EDIT: I took a look at libstdc++’s implementation of std::uniform_real_distribution, and this is what I found:
The implementation produces a number in the range [dist_min, dist_max) by using a simple linear transformation from some number produced in the range [0, 1). It generates this source number using std::generate_canonical, the implementation of which my be found here (at the end of the file). std::generate_canonical determines the number of times (denoted as k) the range of the distribution, expressed as an integer and denoted here as r*, will fit in the mantissa of the target type. What it then does is essentially to generate one number in [0, r) for each r-sized segment of the mantissa and, using arithmetic, populate each segment accordingly. The formula for the resulting value may be expressed as
Σ(i=0, k-1, X/(r^i))
where X is a stochastic variable in [0, r). Each division by the range is equivalent to a shift by the number of bits used to represent it (i.e., log2(r)), and so fills the corresponding mantissa segment. This way, the whole of the precision of the target type is used, and since the range of the result is [0, 1), the exponent remains 0** (modulo bias) and you don’t get the uniformity issues you have when you start messing with the exponent.
I would not trust implicity that this method is cryptographically secure (and I have suspicions about possible off-by-one errors in the calculation of the size of r), but I imagine it is significantly more reliable in terms of uniformity than the Boost implementation you posted, and definitely better than fiddling about with std::rand.

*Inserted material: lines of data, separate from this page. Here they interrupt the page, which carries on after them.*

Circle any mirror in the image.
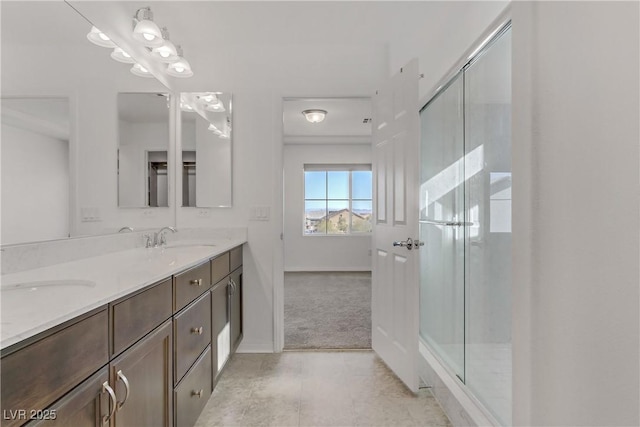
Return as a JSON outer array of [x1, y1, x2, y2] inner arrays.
[[0, 1, 175, 245], [118, 93, 171, 208], [180, 92, 232, 208]]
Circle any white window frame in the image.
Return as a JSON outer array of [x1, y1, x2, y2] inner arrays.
[[302, 163, 373, 237]]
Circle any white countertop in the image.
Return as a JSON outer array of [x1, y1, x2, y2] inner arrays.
[[0, 239, 245, 348]]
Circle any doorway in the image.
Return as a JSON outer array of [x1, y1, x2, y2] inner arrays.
[[283, 98, 372, 350]]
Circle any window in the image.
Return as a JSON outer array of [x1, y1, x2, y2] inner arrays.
[[304, 165, 372, 235]]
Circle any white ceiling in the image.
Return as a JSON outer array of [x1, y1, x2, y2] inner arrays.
[[282, 98, 371, 142], [118, 93, 169, 123]]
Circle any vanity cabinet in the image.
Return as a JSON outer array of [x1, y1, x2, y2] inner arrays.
[[174, 346, 212, 427], [27, 366, 111, 427], [211, 246, 242, 387], [0, 246, 242, 427], [109, 320, 173, 427], [229, 267, 242, 353], [0, 308, 109, 426]]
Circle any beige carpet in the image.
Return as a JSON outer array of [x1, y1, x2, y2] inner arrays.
[[284, 272, 371, 349]]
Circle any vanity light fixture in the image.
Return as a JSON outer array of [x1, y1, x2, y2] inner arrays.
[[180, 101, 194, 113], [131, 62, 154, 78], [133, 7, 164, 48], [111, 47, 136, 64], [204, 100, 227, 113], [151, 28, 180, 63], [87, 26, 116, 48], [197, 93, 218, 103], [167, 46, 193, 78], [302, 110, 327, 123]]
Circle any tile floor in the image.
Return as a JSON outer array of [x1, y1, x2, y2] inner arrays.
[[196, 351, 451, 427]]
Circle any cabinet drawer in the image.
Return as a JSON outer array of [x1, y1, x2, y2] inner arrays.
[[173, 293, 211, 384], [111, 279, 171, 354], [211, 252, 229, 285], [27, 366, 110, 427], [0, 308, 109, 426], [229, 246, 242, 271], [173, 347, 211, 427], [173, 261, 211, 312]]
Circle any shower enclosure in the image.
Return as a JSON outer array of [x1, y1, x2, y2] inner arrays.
[[420, 24, 511, 425]]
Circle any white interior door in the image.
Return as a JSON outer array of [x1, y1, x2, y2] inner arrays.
[[371, 59, 420, 391]]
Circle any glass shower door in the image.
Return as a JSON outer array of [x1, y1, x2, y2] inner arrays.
[[420, 73, 465, 381], [464, 28, 511, 425]]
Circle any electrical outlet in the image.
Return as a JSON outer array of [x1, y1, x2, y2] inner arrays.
[[80, 208, 102, 222]]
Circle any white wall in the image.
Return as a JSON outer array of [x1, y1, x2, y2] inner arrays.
[[118, 120, 169, 208], [513, 2, 640, 426], [2, 30, 174, 241], [284, 144, 371, 271], [1, 124, 69, 245]]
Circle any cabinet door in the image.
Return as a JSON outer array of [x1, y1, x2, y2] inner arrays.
[[27, 366, 113, 427], [229, 268, 242, 353], [211, 277, 230, 386], [109, 320, 173, 427]]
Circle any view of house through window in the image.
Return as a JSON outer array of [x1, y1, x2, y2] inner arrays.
[[304, 165, 372, 235]]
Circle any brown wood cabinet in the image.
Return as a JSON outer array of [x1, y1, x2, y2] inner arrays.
[[109, 320, 173, 427], [211, 246, 243, 387], [173, 293, 211, 384], [229, 267, 242, 353], [173, 261, 211, 311], [0, 246, 242, 427], [0, 308, 109, 426], [174, 347, 212, 427], [109, 279, 172, 355], [27, 366, 110, 427]]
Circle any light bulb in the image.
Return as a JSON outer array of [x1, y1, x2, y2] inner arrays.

It may be worth noting that the Boost code is in fact a degenerate case of this algorithm where k = 1, meaning that it is equivalent if the input range requires at least 23 bits to represent its size (IEE 754 single-precision) or at least 52 bits (double-precision). This means a minimum range of ~8.4 million or ~4.5e15, respectively. In light of this information, I don’t think that if you’re using a binary generator, the Boost implementation is quite going to cut it.
After a brief look at libc++’s implementation, it looks like they are using what is the same algorithm, implemented slightly differently.
(*) r is actually the range of the input plus one. This allows using the max value of the urng as valid input.
(**) Strictly speaking, the encoded exponent is not 0, as IEEE 754 encodes an implicit leading 1 before the radix of the significand. Conceptually, however, this is irrelevant to this algorithm.